When she got back to the house, Gracella practically pounced on her the minute she walked through the door. “So sorry to bother, Miss Freya, but it is Tyler.”
“Of course, not a bother at all. What’s going on?”
The housekeeper twisted the chamois she was holding. “His fever is very high. Since last night. I think maybe I take him to hospital but I am scared. Hector is away and . . .”
Freya followed the anxious mother to the cottage. Tyler’s room was on the second landing, a cheerful place filled with cartoon imagery on the wallpapers and whose bookshelves were stocked with toys of every shape and size. The toy soldiers were heaped in a pile, the puppets lay still on the footlocker. The train set was silent and waiting. In a bed shaped like a racecar, Tyler was wrapped up in a comforter, like a small turtle. She was shocked to find him so changed from just a few days ago. He had lost a lot of weight, and he had no color in his cheeks.

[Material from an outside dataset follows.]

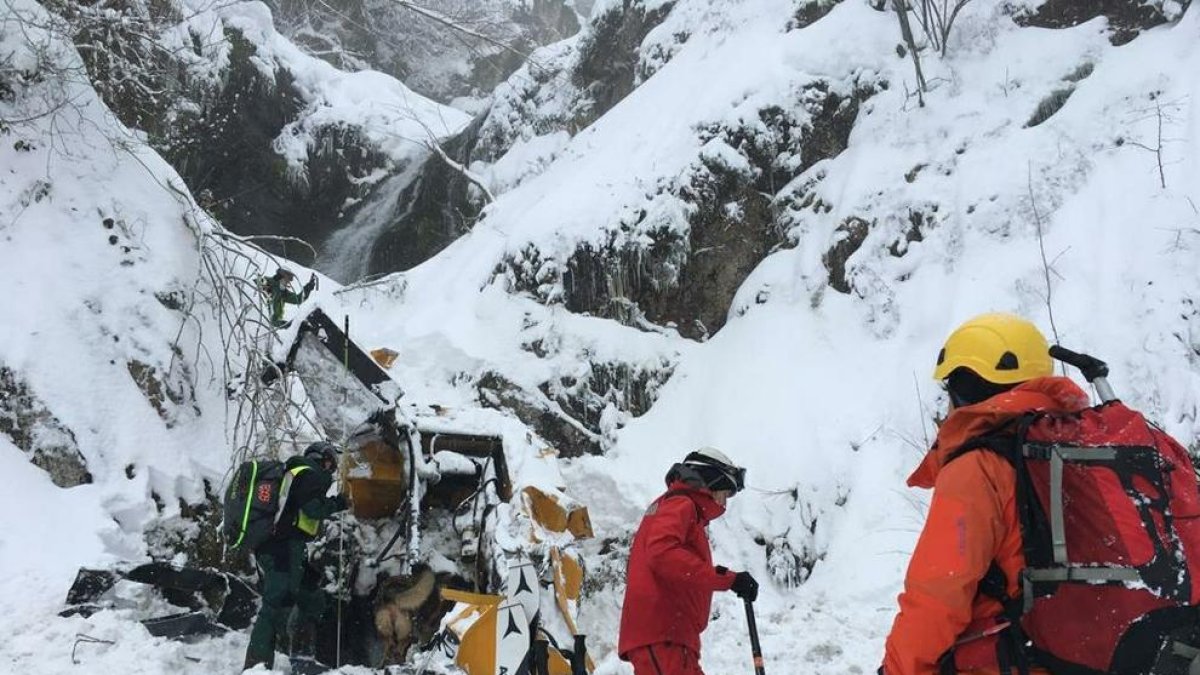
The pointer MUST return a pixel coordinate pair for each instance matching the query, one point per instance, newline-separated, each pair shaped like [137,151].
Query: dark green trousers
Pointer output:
[292,595]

“Hey, kid,” she said gently, putting a hand on his forehead. It was burning. “Yes, let’s take him to the hospital now. There’s no point in waiting,” she said to Gracella. “I can drive.”
They bundled the boy in the backseat. “He’ll be okay; I’ll call Joanna as soon as I drop him off,” Freya said, as she drove mother and son through the empty streets of North Hampton to the small county hospital. “I promise,” she said, even though she knew she had no right to promise anything. Freya knew as well as her sister the limit to their mother’s powers, especially when it came to those she loved.